I HEAR there is a big fuss going on in New York about Manhattan telephone area code numbers. There are now too many phone subscribers to continue using the familiar 212 prefix, and various schemes have been hatched to accommodate a burgeoning Big Apple. At the time of writing, the favourite was a plan to give everybody south of 23rd Street a new area code. This seems uncontroversial unless - like most of the big maritime law firms in Manhattan - you live south of 23rd.

There is some kudos attached to the 212 area code. It seems that, in the days when area codes were first given out, it was prestigious to have one with low numbers. All the phones had rotary dials so, the lower the number, the quicker it was to dial. Hence, Manhattan was very much out of the top box. (The US must presumably have some influence overseas, too, with an international code of 1). So don’t expect the south of the island to sit idly by while it is reprogrammed to a 646 area code. There should - and might yet - be a law against it.

Burning issue

HOLY smoke. It is reported that Carnival is to have the world’s first non-smoking cruiseship. It is called the Paradise. Not for me, it isn’t. More like Paradise Lost, with apologies to John Milton.

Carnival is confident that the Paradise will be a success. There are, after all, plenty of other cruiseships where you can smoke. But what about travelling parties made up of people who smoke and people who don’t smoke? Hard cheddar, I suppose.

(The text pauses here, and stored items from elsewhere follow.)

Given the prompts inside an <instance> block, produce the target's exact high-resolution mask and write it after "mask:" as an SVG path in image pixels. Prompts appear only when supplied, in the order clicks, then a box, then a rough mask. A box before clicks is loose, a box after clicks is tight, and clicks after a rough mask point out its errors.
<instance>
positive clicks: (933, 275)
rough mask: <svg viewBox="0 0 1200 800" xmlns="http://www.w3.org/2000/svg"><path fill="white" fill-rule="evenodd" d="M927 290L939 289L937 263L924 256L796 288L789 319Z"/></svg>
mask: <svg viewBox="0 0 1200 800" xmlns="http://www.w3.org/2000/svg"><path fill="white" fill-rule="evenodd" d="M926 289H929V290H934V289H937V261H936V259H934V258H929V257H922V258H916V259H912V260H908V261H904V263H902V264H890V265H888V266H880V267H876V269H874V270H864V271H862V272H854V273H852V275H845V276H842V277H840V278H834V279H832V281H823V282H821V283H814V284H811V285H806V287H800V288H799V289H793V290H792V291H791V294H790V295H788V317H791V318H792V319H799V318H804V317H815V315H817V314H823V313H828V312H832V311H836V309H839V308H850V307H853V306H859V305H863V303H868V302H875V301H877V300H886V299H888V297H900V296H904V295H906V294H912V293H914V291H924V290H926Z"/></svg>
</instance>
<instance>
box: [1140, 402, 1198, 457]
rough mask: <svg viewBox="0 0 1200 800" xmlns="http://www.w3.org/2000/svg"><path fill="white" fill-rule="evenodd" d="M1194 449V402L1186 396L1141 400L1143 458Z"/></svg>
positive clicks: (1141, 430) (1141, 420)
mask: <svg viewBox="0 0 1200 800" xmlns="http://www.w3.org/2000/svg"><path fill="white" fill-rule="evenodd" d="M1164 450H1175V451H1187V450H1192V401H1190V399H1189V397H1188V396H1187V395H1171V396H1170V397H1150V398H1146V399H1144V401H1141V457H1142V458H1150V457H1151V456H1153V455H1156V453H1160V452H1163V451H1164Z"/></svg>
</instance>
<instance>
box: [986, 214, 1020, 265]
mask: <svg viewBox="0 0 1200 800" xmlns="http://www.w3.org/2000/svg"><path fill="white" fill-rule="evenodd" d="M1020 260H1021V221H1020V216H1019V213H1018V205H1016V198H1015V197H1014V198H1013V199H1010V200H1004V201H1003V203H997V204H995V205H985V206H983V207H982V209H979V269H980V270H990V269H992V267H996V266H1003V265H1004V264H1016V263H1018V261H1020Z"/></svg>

There will be those who will deem me guilty of over-reacting. I don’t care. This may be only one little cruiseship, but what it really is is the thin end of the wedge. Mark my words. Shipping is hardly the most innovative industry in the world. Just as atriums quickly became de rigeur on cruiseships, so too will the lack of freedom to smoke. Within months there will be several no-smoking cruiseships, and travel agents will be taking on legions of extra staff to cope with the increased paperwork generated by having special smoking and no-smoking booking forms, the whole process slowed by having to free from police custody those same booking clerks who have been arrested for polluting the air outside thousands of travel agents around the world while taking a much needed pull on their Rothmans to cope with the angst generated by the extra work involved in filling in the new booking forms..

This is not the way forward for the cruise industry. It may work on trains and aeroplanes, but cruise travel is no casual boke into the countryside or headlong rush through the air at five hundred miles an hour. It is - or so I have always believed - a leisurely mode of conveyance, to be savoured on the basis that it is better to travel hopefully than to arrive. Why else bother with it? Banning smoking will achieve nothing, beyond giving power to the international bully.

We can all think of things we would like to ban. I , personally, would like to see cruiseships ban noisy eaters who sit at my table and imitate the sound of a horse eating a pound of cooking apples. Whatever happened to live and let live?

Reeling in the years

IT’S hard to believe, but Jim Davis, head of the International Maritime Industries Forum and arguably the best-known figure in the international shipping industry, is seventy next year. And it is likely to be something of a triple celebration. Jim’s wife will be fifty, and they will have been married for twenty-five years. Jim says he is toying with the idea of throwing a party for all the friends he has made down the years. It will have to be a huge venue.